Yeah if the layout size is 0, I get a dangling pointer
#[inline]
pub fn new(capacity: usize) -> Self {
let ptr;
let layout = Layout::array::<T>(capacity).expect("Layout overflow");
if layout.size() == 0 {
ptr = NonNull::dangling();
} else {
// SAFETY: we check for a zero-sized type or capacity above.
let raw_ptr = unsafe { alloc(layout) } as *mut T;
if raw_ptr.is_null() {
handle_alloc_error(layout);
}
// SAFETY: we check for a null pointer above.
ptr = unsafe { NonNull::new_unchecked(raw_ptr) };
}
Self {
ptr,
next_idx: AtomicUsize::new(0),
len: AtomicUsize::new(0),
cap: capacity,
}
}
I'm not sure exactly when to use may_dangle, but this may be useful: https://doc.rust-lang.org/nomicon/dropck.html.
There's also #dark-arts if you don't get help here.

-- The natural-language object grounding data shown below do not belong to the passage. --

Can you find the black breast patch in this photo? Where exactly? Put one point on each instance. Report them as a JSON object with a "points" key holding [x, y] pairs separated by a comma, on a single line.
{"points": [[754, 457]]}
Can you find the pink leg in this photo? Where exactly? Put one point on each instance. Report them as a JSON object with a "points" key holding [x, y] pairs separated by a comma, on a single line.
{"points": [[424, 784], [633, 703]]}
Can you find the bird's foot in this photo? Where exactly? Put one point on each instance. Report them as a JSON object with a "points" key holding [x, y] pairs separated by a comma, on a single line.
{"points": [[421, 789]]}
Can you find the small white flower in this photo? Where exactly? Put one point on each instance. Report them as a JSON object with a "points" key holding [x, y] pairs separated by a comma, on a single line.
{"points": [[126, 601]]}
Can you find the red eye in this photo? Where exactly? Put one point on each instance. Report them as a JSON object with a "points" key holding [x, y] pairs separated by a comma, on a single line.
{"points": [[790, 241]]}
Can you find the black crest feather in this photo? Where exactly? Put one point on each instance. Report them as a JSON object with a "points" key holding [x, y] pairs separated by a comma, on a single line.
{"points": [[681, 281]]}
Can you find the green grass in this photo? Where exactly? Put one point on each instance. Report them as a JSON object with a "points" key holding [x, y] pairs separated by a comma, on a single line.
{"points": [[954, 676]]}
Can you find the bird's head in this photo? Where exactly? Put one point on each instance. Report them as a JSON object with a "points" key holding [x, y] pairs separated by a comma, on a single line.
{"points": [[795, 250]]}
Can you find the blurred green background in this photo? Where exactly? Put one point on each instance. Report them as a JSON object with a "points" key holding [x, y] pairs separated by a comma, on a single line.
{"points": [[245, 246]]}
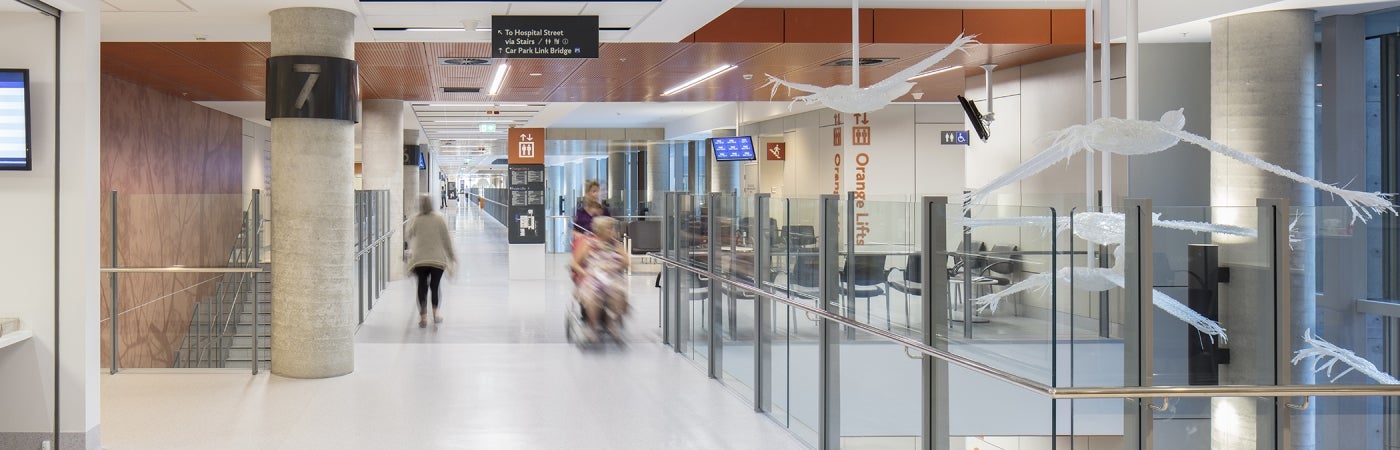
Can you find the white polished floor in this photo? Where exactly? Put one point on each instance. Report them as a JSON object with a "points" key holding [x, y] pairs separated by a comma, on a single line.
{"points": [[496, 375]]}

that's not what #[may_dangle] is about, as you prob figured by looking at the nomicon
it's about dangling types
and is indeed appropriate for the situation
how come my thing is compiling without this escape hatch?

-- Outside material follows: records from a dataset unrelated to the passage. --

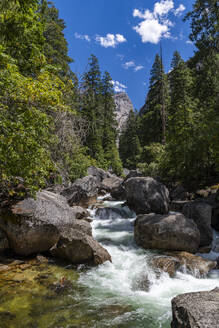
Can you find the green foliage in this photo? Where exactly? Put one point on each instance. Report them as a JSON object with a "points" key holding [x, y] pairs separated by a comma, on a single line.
{"points": [[26, 128], [129, 144], [98, 108], [157, 97], [154, 166]]}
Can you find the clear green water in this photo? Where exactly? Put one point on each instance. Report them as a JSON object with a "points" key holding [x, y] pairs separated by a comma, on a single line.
{"points": [[31, 298], [112, 295]]}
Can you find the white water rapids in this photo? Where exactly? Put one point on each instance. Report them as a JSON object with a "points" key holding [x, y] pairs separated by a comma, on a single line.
{"points": [[125, 280]]}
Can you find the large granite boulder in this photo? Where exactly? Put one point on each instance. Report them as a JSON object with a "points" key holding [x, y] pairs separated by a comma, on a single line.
{"points": [[169, 232], [146, 195], [100, 174], [82, 191], [109, 184], [77, 247], [114, 185], [3, 242], [177, 205], [133, 174], [34, 225], [112, 213], [215, 218], [48, 222], [179, 193], [196, 310], [168, 264], [193, 264], [201, 213]]}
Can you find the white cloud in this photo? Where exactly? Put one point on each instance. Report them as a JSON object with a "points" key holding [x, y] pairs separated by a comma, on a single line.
{"points": [[138, 68], [118, 87], [131, 64], [82, 37], [128, 64], [120, 56], [179, 10], [163, 7], [155, 24], [151, 30], [110, 40]]}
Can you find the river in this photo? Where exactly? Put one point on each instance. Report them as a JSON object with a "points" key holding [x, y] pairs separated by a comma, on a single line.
{"points": [[126, 293]]}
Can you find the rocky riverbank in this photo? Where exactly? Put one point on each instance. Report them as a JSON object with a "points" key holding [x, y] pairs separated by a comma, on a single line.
{"points": [[56, 223]]}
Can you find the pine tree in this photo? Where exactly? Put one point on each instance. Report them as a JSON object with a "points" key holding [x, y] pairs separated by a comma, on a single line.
{"points": [[56, 46], [91, 109], [129, 144], [205, 25], [181, 146], [153, 129], [109, 134]]}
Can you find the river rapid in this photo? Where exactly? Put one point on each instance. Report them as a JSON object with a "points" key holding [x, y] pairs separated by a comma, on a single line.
{"points": [[126, 293], [130, 279]]}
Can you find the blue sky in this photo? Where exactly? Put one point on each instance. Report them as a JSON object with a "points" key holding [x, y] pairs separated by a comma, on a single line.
{"points": [[125, 35]]}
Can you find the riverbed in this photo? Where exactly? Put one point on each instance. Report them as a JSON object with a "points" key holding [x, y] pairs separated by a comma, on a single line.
{"points": [[127, 293]]}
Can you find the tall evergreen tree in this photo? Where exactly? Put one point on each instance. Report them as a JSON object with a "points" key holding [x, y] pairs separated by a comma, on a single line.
{"points": [[205, 26], [181, 119], [109, 133], [91, 109], [157, 97], [129, 144]]}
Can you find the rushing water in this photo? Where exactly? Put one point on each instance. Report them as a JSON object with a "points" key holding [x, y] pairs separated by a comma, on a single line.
{"points": [[130, 280], [126, 293]]}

because it doesn't have the escape hatch, it can only be dropped while T is valid
this is how most similar types work
the escape hatch is not necessary for casual use
it just makes more things posible
ah, so this wouldn't work with a non 'static T?
no, it does work with non -'static T rn
hmm? so what would adding #[may_dangle] do?
struct IntoIter<'a, T>(T, &'a str);
impl<'a, T> Drop for IntoIter<'a, T> {
fn drop(&mut self) {
println!("Inspector(_, {}) knows when *not* to inspect.", self.1);
}
}
struct World<'a, T> {
iter: Option<IntoIter<T>>,
days: Box<u8>,
}
fn main() {
let mut world = World {
iter: None,
days: Box::new(1),
};
world.iter = Some(IntoIter(&world.days, "gadget"));
}
this doesn't compile
#![feature(dropck_eyepatch)]
struct IntoIter<'a, T>(T, &'a str);
unsafe impl<'a, #[may_dangle] T> Drop for IntoIter<'a, T> {
fn drop(&mut self) {
println!("Inspector(_, {}) knows when *not* to inspect.", self.1);
}
}
struct World<'a, T> {
iter: Option<IntoIter<'a, T>>,
days: Box<u8>,
}
fn main() {
let mut world = World {
iter: None,
days: Box::new(1),
};
world.iter = Some(IntoIter(&world.days, "gadget"));
}
but this does
so that's only a problem if T is read?